Let us then, in this predicament, consider time not from the standpoint of experiment, but of conscious experience—what Bergson calls "real duration."

Every point along the line of memory, of conscious experience, has been traced out by that unresting stylus we call "the present moment." The question of its rate of motion we will not raise, as it is one with which we have found ourselves impotent to deal. We believe on the best of evidence that the conscious experience of others is conditioned like our own. For better understanding let us have recourse to a homely analogy: let us think of these more or less parallel lines of individual experience in the semblance of the strands of a skein of flax. Now if, at the present moment, this skein were cut with a straight knife at right angles to its length, the cut end would represent the time plane—that is, the present moment of all—and it would be the same for all providing that the time plane were flat But is it really flat? Isn't the straightness of the knife a mere poverty of human imagination? Existence is always richer and more dramatic than any diagram.

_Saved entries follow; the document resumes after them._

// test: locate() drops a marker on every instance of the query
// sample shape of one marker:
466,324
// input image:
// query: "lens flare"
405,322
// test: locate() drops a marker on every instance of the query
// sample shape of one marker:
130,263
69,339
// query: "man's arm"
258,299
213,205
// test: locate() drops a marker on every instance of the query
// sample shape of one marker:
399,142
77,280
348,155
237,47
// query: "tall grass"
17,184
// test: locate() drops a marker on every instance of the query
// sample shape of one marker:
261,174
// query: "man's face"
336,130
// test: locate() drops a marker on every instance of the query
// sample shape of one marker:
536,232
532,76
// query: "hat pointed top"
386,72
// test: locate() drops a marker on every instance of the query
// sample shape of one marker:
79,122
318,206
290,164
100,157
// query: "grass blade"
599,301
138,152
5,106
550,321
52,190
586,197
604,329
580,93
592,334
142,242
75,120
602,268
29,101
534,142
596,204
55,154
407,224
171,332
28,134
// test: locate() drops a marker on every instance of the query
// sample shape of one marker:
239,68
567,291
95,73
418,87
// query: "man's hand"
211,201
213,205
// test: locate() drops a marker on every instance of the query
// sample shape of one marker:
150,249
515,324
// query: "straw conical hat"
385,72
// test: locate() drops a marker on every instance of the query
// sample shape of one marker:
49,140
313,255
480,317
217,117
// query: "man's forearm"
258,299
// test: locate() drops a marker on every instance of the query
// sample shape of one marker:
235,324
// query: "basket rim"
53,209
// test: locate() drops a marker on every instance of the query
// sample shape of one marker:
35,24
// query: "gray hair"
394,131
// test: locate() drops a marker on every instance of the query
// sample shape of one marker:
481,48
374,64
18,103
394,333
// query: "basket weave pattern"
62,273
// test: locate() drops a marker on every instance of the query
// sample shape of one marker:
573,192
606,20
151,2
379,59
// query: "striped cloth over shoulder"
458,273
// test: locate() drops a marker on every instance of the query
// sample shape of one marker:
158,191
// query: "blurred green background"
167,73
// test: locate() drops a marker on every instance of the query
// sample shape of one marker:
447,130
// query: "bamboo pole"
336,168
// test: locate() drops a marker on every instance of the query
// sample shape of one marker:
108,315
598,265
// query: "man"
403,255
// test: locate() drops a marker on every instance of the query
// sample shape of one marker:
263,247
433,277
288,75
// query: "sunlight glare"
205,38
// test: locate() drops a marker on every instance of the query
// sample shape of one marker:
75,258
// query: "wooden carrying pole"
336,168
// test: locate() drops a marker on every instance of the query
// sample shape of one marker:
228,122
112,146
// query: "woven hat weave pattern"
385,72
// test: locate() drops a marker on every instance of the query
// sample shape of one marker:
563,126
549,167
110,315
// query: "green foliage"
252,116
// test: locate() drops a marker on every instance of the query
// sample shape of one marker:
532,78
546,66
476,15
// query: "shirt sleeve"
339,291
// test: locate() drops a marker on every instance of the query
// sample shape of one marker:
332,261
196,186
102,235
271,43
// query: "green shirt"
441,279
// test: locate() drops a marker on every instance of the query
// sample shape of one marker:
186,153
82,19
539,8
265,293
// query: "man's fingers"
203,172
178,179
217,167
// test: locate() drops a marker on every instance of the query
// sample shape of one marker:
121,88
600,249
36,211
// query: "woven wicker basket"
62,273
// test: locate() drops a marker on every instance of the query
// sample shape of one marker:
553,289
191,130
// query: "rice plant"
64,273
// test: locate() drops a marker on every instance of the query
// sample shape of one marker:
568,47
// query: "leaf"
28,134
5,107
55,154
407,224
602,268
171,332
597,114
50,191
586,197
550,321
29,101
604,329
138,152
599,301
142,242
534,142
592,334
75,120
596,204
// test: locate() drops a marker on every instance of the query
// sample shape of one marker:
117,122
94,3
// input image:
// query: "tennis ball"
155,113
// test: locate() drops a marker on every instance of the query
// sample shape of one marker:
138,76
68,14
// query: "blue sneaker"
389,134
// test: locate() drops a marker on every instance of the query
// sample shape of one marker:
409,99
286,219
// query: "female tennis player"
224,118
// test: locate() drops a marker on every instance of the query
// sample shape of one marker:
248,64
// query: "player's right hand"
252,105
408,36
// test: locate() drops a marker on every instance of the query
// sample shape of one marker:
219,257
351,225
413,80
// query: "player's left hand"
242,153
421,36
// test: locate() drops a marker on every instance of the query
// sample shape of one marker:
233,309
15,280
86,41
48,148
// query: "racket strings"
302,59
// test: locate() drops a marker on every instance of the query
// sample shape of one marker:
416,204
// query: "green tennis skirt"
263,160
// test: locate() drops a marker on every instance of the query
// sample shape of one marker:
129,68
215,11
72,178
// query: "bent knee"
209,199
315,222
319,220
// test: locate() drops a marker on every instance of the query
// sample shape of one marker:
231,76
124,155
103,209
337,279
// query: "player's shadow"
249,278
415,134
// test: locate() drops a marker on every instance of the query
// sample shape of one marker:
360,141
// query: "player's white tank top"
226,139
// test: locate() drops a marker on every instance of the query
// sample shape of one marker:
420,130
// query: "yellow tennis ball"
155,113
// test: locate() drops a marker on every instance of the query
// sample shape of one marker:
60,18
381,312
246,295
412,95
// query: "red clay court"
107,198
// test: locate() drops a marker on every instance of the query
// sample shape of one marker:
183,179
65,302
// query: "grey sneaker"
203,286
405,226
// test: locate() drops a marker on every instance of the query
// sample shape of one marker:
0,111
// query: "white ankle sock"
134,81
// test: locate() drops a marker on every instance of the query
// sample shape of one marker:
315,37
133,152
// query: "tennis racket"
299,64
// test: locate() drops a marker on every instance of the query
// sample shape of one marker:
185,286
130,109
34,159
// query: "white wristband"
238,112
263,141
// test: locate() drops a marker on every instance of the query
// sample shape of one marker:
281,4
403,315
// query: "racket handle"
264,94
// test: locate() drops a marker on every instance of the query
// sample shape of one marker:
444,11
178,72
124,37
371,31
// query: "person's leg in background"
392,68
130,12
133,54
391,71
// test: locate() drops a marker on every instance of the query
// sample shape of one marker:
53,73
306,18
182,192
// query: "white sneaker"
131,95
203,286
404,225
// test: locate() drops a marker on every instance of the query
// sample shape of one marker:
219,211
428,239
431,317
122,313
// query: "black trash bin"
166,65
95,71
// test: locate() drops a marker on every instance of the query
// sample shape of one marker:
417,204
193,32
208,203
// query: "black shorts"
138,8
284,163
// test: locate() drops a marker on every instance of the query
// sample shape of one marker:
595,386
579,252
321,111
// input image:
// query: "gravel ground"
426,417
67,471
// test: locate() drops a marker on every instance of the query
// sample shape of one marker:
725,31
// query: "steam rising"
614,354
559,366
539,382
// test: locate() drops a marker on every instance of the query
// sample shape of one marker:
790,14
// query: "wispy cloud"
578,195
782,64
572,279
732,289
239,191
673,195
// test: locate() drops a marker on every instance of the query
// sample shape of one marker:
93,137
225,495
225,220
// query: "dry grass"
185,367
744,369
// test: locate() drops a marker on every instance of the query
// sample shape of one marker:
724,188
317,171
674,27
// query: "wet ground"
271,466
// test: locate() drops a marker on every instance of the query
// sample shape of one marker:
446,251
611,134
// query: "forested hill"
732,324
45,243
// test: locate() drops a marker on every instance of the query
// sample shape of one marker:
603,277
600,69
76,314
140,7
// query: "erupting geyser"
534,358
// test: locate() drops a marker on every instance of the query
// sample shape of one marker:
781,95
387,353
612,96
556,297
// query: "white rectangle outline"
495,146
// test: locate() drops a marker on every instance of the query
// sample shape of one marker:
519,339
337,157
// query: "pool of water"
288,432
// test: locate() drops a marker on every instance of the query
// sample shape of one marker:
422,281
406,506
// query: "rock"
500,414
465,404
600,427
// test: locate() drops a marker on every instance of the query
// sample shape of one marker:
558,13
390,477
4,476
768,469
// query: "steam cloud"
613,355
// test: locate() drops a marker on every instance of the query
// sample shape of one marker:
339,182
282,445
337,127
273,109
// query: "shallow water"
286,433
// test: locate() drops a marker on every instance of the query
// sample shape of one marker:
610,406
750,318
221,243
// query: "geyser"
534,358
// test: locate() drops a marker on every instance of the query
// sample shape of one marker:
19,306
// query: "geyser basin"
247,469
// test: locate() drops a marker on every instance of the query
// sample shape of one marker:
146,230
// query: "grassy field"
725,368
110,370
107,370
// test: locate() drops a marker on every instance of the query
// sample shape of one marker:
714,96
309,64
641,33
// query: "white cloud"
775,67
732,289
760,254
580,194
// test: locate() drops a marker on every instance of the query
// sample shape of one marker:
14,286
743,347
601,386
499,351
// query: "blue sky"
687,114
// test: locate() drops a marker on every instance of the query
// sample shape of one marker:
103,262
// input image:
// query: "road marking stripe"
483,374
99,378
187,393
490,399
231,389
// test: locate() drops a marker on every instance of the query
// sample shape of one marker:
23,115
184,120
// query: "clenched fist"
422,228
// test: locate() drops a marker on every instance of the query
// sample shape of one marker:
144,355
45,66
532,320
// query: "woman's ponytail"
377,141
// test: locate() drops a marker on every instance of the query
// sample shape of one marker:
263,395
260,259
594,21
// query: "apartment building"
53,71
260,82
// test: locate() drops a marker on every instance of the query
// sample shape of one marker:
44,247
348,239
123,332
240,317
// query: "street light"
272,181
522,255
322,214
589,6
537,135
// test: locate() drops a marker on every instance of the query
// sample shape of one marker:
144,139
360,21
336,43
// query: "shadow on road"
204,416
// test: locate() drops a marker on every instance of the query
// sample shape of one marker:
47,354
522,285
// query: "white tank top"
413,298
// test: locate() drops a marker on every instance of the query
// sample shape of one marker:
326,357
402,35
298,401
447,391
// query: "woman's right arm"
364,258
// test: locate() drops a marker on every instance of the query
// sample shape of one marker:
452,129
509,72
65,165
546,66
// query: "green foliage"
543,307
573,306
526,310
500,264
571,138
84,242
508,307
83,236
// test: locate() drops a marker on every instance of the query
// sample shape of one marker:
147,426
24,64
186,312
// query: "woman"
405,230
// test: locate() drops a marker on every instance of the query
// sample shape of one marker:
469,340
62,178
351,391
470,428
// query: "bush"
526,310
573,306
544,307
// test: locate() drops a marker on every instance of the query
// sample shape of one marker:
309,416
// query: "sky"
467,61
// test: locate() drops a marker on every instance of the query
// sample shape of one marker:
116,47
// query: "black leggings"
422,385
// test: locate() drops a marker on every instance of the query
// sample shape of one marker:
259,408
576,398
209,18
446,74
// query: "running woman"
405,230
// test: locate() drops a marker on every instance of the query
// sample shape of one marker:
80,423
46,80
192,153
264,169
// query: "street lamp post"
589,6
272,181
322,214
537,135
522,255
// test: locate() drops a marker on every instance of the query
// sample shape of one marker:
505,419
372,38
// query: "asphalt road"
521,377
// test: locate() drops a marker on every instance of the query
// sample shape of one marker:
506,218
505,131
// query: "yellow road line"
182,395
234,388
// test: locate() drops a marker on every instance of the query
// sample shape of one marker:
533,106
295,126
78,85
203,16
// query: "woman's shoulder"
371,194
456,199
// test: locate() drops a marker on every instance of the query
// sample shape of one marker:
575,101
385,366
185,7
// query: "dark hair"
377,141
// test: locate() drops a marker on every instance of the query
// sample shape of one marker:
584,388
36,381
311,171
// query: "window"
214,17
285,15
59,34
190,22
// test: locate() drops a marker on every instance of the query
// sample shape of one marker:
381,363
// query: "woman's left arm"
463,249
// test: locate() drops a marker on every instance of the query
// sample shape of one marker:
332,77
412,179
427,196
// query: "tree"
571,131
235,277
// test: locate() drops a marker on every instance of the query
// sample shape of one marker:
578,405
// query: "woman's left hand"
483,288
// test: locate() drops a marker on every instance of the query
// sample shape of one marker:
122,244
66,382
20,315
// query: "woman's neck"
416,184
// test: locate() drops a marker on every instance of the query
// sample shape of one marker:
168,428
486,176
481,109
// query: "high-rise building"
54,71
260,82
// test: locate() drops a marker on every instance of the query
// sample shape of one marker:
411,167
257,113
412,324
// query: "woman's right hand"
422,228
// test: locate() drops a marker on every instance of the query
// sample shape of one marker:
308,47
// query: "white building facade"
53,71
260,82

"Line in nature is not found;
Unit and universe are round.
In vain produced, all rays return;
Evil will bless and ice will burn."

Undoubtedly the flat time-plane represents with fair accuracy the temporal conditions that obtain in the human aggregate in this world under normal conditions of consciousness, but if we consider our relation to intelligent beings upon distant worlds of the visible universe the conditions might be widely different The time section corresponding to what our straight knife made flat in the case of the flax may be—nay, probably is—strongly curved.

RELATIVITY

This crude analogy haltingly conveys what is meant by curved time. It is an idea which is implicit in the Theory of Relativity. This theory has profoundly modified many of our basic conceptions about the universe in which we are immersed. It is outside the province of this book and beyond the power of its author even so much as to sketch the main outlines of this theory, but certain of its conclusions are indispensable, since they baldly set forth our dilemma in regard to the measurement of space and time. We can measure neither except relatively, because they must be measured one by the other, and no matter how they vary, these variations always compensate one another, leaving us in the same state of ignorance that we were in before.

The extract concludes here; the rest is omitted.